LXDE is very lightweight, but I don’t like it much: it does not remember
the session on logout for the next session, and that for me is
important. I use it on another laptop, very old, that I use as small
server (it has no battery).
On 2014-07-22 07:56, tobice wrote:
>
> Thank you. i’ve installed XFCE and so far it seems ok. It’s slow but the
> laptop is really old
Typically memory is more of a hurdle in Linux than the CPU.
So the first idea would be to try increase RAM, if possible and
economical - some old RAM modules are now more expensive than they were
originally, because those chips are scarce (they became obsolete).
Lacking that possibility, the other one is to improve swap. If the
machine can have two or more hard disks, then distributing swap with the
same priority over them spreads the load.
Also, with more than one hard disk, files can be distributed. For
instance, root in one disk, usr in another, home in another. But only
some high end laptops can do that.
If using several hard disks is not possible, replacing the rotating,
magnetic media hard disk with an SSD, one that has reasonable fast
sustained write speed (there is variance here, and flash media tend to
be slow in this respect). These things are relatively expensive, but
results are often spectacular.
However, if the machine is too old, maybe it does not have a modern
style SATA port, and you will not be able to replace the HD at all.
Oh thanks for the tips. The thing is that my mum isn’t really demanding when it comes to performance. As long as it works, somehow, it doesn’t matter. I also believe that any investment in such an old laptop (at least 7-8 years) would be waste of money.
On 2014-07-22 09:26, tobice wrote:
>
> Oh thanks for the tips. The thing is that my mum isn’t really demanding
> when it comes to performance. As long as it works, somehow, it doesn’t
> matter. I also believe that any investment in such an old laptop (at
> least 7-8 years) would be waste of money.
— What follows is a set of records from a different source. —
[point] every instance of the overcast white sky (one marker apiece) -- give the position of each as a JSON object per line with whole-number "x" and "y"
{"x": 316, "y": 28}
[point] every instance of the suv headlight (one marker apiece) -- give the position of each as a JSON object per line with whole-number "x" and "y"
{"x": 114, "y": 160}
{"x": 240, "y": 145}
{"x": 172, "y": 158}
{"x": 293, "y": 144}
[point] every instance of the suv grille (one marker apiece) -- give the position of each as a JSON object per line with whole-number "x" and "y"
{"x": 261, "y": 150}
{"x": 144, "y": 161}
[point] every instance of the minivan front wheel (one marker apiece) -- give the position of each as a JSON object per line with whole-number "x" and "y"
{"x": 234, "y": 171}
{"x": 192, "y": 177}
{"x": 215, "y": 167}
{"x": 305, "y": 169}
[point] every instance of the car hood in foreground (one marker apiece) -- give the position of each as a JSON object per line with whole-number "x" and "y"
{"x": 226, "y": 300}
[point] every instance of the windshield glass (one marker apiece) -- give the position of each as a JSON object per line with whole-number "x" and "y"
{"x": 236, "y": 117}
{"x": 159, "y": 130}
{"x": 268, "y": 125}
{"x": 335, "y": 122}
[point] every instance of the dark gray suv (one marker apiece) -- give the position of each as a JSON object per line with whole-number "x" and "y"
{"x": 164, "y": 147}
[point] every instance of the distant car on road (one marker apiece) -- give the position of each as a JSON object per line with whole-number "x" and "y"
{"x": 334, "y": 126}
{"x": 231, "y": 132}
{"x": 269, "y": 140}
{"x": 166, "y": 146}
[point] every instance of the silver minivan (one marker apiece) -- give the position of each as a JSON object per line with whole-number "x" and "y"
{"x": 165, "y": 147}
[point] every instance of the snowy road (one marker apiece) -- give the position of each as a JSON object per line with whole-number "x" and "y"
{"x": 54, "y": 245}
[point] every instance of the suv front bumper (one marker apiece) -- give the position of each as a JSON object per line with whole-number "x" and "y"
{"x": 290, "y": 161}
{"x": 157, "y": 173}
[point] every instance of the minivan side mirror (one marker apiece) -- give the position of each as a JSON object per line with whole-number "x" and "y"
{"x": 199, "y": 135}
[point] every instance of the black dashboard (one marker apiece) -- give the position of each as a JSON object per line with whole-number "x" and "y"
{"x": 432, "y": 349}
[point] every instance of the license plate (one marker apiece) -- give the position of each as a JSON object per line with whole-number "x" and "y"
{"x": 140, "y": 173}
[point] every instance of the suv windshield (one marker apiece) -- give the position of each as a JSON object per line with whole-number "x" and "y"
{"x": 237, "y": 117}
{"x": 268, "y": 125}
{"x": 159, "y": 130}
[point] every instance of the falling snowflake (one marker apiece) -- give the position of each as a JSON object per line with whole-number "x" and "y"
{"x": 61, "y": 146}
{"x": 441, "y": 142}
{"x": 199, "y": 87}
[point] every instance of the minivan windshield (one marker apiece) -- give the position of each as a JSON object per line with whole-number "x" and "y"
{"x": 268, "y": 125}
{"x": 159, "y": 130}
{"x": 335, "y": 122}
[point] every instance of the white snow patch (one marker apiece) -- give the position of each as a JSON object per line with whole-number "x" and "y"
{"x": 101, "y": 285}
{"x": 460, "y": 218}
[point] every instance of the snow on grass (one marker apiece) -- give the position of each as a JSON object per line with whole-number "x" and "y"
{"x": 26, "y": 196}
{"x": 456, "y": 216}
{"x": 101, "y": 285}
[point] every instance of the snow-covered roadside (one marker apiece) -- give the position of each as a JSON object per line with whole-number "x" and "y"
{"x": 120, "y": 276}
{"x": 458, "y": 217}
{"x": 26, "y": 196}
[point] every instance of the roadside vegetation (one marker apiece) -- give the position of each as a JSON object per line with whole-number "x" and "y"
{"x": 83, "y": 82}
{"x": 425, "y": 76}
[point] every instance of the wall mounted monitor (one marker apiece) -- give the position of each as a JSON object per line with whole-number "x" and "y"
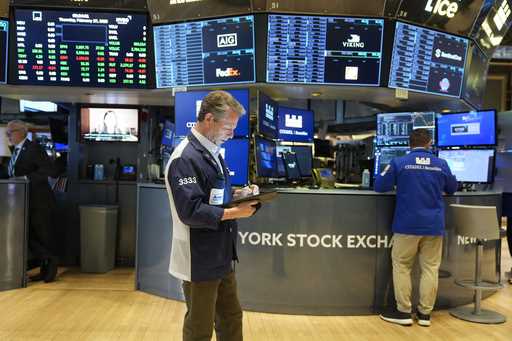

It is a risky investment, if it breaks down for some other reason.
I second Cinnamon as a recommendation for DE (I prefer it over KDE or GNOME3 actually) but it may not be fast enough for an old laptop if it struggles with XFCE. Also with the latest 2.3.0 there seem to be some configuration applets missing (at least for me) for Bluetooth, display and power management (I opened a thread here and filed a bug on BugZilla (bug 888137). The bugzilla is likely not properly assigned though. I can sort of work around this by setting everything in GNOME3, then using
cinnamonh --replace
to launch Cinnamon with whatever display, power and network settings GNOME was using but it’s not perfect. But it’s such a pleasure to use Cinnamon that I bear with it for now.